For a moment, the Trump administration considered banning TikTok since the Chinese government uses it to collect people’s data and spy on American citizens. But considering Biden reversed Trump’s attempt months ago, it’s unlikely the China-friendly Biden administration will take any action against TikTok no matter how many terrorist challenges are spawned on it or how big a security threat it poses. (It’s worth noting that, while China feeds TikTok to American teens, the heavy-handed Chinese government has imposed strict limits on its own youth, specifically on video games — although the concern is more about children becoming lazy or effeminate rather than violent and chaotic.)

Of course, government indifference doesn’t stop parents from banning TikTok for their children, if not taking away their children’s smartphones altogether.

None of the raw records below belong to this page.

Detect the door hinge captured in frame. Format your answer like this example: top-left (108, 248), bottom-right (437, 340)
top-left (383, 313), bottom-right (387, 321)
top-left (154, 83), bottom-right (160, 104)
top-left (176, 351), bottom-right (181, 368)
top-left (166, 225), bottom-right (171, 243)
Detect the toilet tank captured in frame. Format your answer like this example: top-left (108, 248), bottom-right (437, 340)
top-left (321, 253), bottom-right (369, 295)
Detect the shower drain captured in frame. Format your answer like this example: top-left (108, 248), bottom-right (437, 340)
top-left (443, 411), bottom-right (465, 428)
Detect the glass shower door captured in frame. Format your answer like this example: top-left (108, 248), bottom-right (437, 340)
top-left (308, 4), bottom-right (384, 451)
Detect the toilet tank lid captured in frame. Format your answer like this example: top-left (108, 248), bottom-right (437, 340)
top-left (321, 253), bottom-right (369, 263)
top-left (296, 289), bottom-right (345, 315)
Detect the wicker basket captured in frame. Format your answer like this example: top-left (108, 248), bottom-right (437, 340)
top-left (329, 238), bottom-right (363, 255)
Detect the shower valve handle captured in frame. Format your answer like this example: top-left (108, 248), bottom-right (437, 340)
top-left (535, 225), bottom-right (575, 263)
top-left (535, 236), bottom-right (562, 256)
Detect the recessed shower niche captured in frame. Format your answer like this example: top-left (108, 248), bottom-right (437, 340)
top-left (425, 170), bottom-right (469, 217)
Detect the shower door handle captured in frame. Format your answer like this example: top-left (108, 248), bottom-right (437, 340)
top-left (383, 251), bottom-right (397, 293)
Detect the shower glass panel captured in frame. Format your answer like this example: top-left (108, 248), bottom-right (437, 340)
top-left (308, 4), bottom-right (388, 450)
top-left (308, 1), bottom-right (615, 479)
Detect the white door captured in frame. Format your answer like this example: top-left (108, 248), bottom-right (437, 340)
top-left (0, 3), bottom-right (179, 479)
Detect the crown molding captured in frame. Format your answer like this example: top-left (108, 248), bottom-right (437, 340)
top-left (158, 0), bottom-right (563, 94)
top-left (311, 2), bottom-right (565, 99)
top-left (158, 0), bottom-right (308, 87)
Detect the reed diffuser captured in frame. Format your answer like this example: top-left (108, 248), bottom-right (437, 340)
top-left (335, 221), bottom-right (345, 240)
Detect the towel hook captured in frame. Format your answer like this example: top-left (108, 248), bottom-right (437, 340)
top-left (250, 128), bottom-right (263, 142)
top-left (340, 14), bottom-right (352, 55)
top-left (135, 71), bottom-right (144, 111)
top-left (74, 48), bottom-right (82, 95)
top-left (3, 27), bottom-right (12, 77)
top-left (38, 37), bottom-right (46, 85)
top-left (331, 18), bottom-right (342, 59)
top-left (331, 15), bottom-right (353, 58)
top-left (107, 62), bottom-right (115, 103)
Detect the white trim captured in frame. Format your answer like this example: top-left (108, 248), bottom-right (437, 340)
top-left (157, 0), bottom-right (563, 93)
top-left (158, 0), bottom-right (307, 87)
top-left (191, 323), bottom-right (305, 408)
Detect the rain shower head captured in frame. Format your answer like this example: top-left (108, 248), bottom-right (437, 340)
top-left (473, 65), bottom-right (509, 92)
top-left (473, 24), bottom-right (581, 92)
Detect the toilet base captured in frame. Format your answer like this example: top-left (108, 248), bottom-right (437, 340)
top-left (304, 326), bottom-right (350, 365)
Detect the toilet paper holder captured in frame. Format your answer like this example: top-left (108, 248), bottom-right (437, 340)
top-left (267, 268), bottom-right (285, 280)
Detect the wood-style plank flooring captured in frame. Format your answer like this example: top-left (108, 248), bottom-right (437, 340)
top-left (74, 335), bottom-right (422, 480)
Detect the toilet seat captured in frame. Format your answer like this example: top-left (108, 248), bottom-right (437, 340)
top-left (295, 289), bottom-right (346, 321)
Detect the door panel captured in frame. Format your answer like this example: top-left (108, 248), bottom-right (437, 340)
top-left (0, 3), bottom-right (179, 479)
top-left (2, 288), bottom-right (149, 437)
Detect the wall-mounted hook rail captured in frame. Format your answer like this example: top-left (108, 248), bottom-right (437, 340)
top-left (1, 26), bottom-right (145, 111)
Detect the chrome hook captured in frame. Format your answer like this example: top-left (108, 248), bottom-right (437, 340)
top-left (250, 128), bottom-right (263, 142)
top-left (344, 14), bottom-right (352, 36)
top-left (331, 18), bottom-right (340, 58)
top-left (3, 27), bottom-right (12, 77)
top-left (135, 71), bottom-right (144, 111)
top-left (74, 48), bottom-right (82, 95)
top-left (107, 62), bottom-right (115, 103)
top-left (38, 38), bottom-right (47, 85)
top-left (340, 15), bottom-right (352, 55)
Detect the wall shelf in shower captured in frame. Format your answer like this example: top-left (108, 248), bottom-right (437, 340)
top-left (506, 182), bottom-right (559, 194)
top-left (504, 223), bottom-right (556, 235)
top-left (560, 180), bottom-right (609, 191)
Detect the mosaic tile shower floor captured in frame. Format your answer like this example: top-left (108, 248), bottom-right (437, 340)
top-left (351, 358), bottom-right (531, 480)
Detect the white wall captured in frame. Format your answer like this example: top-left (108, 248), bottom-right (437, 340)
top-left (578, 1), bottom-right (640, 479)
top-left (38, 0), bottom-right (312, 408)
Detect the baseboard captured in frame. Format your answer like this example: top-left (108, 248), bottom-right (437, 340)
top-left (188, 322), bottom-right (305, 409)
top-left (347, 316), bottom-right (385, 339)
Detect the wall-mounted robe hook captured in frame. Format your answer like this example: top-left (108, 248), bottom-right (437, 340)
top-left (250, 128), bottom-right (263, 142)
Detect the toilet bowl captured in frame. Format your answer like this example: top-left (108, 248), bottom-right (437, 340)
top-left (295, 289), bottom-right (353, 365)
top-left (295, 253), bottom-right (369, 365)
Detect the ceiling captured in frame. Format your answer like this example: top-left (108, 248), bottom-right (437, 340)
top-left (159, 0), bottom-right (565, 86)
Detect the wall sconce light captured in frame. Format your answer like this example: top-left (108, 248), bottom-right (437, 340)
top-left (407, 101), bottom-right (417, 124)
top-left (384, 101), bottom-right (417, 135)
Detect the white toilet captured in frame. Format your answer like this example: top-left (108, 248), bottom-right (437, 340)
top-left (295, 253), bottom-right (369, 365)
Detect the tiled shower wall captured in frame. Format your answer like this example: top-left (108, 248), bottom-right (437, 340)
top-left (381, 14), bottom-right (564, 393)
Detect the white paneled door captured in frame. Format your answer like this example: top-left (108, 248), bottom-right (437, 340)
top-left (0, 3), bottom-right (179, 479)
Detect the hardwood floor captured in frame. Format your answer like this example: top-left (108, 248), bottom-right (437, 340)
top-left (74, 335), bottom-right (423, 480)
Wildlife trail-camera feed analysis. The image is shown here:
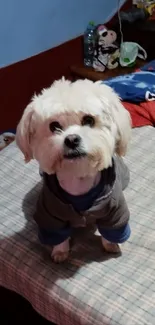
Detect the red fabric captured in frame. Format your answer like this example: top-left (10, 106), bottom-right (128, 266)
top-left (122, 101), bottom-right (155, 128)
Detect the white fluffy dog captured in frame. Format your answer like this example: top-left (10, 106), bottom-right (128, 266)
top-left (16, 78), bottom-right (131, 263)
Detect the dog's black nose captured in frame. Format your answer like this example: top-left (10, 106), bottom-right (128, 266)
top-left (64, 134), bottom-right (81, 149)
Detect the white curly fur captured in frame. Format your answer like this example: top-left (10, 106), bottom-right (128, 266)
top-left (16, 78), bottom-right (131, 175)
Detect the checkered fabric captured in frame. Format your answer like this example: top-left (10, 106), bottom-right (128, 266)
top-left (0, 126), bottom-right (155, 325)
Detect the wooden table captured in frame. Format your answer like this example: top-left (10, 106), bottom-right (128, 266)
top-left (70, 60), bottom-right (146, 81)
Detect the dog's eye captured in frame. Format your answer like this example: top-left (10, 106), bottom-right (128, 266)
top-left (82, 115), bottom-right (95, 127)
top-left (4, 137), bottom-right (9, 143)
top-left (49, 121), bottom-right (62, 133)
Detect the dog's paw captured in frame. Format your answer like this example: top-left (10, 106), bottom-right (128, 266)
top-left (51, 238), bottom-right (70, 263)
top-left (101, 237), bottom-right (121, 254)
top-left (52, 251), bottom-right (69, 263)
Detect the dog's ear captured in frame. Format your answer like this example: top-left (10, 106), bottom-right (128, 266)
top-left (111, 95), bottom-right (131, 156)
top-left (96, 82), bottom-right (131, 156)
top-left (16, 103), bottom-right (35, 162)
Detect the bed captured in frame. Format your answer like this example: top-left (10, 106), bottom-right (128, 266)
top-left (0, 125), bottom-right (155, 325)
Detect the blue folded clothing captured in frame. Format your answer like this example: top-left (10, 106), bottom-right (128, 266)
top-left (103, 60), bottom-right (155, 103)
top-left (140, 60), bottom-right (155, 72)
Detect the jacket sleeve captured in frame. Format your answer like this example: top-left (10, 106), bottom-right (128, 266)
top-left (33, 189), bottom-right (69, 230)
top-left (97, 181), bottom-right (130, 230)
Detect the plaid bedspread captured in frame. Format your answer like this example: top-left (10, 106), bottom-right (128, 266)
top-left (0, 126), bottom-right (155, 325)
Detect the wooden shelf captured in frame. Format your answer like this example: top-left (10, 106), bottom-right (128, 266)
top-left (70, 60), bottom-right (147, 81)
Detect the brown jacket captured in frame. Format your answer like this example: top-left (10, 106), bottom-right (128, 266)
top-left (34, 156), bottom-right (130, 230)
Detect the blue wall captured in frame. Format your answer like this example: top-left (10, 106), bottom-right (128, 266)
top-left (0, 0), bottom-right (125, 68)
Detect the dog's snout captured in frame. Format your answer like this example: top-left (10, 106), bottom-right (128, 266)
top-left (64, 134), bottom-right (81, 149)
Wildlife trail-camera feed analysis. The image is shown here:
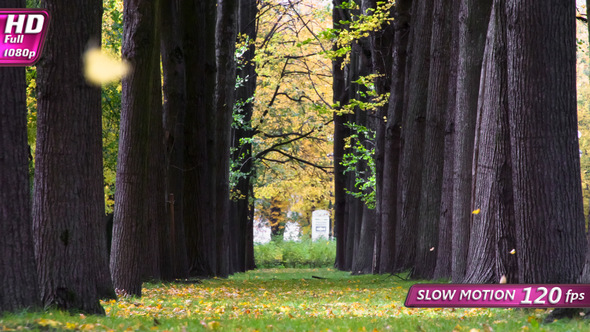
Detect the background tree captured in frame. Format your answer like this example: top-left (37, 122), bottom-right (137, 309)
top-left (34, 0), bottom-right (112, 313)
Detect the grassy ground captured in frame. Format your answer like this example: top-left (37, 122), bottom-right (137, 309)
top-left (1, 268), bottom-right (589, 331)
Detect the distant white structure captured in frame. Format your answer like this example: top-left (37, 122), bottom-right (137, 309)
top-left (311, 210), bottom-right (330, 241)
top-left (283, 221), bottom-right (301, 242)
top-left (253, 218), bottom-right (271, 244)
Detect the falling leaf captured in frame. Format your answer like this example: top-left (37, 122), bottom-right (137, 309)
top-left (472, 209), bottom-right (481, 215)
top-left (510, 249), bottom-right (516, 255)
top-left (429, 247), bottom-right (435, 252)
top-left (83, 47), bottom-right (130, 86)
top-left (499, 275), bottom-right (507, 284)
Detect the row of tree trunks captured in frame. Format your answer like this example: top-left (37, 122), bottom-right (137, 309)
top-left (333, 0), bottom-right (587, 287)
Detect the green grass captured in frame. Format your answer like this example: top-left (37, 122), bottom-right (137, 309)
top-left (254, 239), bottom-right (336, 268)
top-left (1, 268), bottom-right (589, 331)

As convenient as it is to keep children quietly occupied at home, this means little if the content they’re consuming is psychological poison.

Furthermore, TikTok puts kids in a bubble that’s nearly impossible to penetrate. Parents and teachers have no idea what the kids are thinking or plotting, and this has created a profound distrust. Maybe the kids really are watching educational videos, but they probably aren’t.

Not so long ago, most teachers could be confident that their students wouldn’t dream of murdering their classmates. Now, with so many kids retreating to TikTok and with school shootings happening on a regular basis (the last of which was in Michigan), the suspicion is always there. No one wants to admit it, but it’s all too easy to imagine some student losing his mind and becoming violent. Hence, any threat, however incredible and implausible, is enough to cancel school and summon half the police department to investigate.

The ease of TikTok makes the matter worse. While a disturbed kid on 4Chan would put some effort into seeking out and reading radical posts and writing out deranged manifestos under a carefully crafted pseudonym, now disturbed (or even well-adjusted) kids can become radicalized with far less effort.

If governments and parents see no problem with this, perhaps school leaders can take this opportunity to ban smartphones from their campuses — if not for the sake of student learning, then maybe for the sake of school safety. By now, it should be evident that trying to somehow use this infernal app in some educational capacity is beyond stupid and possibly dangerous. The kids are under a spell, and I can think of no better Christmas gift than to shake them out of it before they’re lost completely.